Your particular relationships with your parents, not God or genes, determines your academic performance. In my case, it was my father who made the difference.
I had three sisters and he never showed much interest in their success, ignoring the school reports of one of them. They all made it to university and did respectably, but this was largely because of my mother's encouragement. Yet however badly I did, and it was usually very bad, he always told me I was clever and that I could do well.
When I was eight and languishing at the bottom of my class, he tried to coach me in Latin and maths. His main goal was to show me that if I could be bothered to concentrate on the tedious tasks, I could do them. He chose my housemaster at public school with great care, finding a man who also made a huge effort to civilise the barbaric raw material with which he started when I was 13. Together, they coaxed me into taking exams seriously. But the most important factor was that I knew my dad loved me, which he expressed in many affectionate letters. When we were together, he would embrace me, encourage me to think for myself and to enjoy what I enjoyed. He once watched me eating a disgusting amount of chocolate and said, 'Eat as much as you like - you won't always enjoy it that much.'
Ultimately, it distressed me to distress him, so I buckled down. I identified with his own scholarly ways and started to enjoy the acquisition of knowledge and the expression of ideas. True, exams gave little opportunity for that, but I could sort of see the point.

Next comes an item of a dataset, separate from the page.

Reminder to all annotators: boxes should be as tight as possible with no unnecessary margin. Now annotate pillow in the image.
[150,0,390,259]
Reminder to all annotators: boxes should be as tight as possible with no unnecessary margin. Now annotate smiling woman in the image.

A lot of parents do not realise how important the emotional aspect of the relationship is in determining their child's performance. I recently heard a parent discussing what school their child might get into. 'I don't know how bright he is,' she said, as if this was an independent destiny, like the colour of the boy's eyes.
Many parents are obsessed by their children's marks at school. Their relationship with the child is almost wholly built around this. It was not at all like that with my dad. Until I was eight, he did not seem to worry about marks and, after that, it was never exam performance that he was concerned with. Rather, he concentrated on my self-perception, constantly exemplifying to me that I was not thick by pointing to things I had said which were signs of intelligence. It meant I had a reasonable self-regard, and when I kept failing exams there was a gap between this and the fact of failure.
Just as money can be used as a substitute for love and emotional engagement for children of divorcees or of rich parents, so it can be with school performance. Especially in the present exam-crazed system, parents can easily forget that the point of education is to create fulfilled, creative adults, not exam-fodder. If they make love conditional on performance, it is a recipe for depression.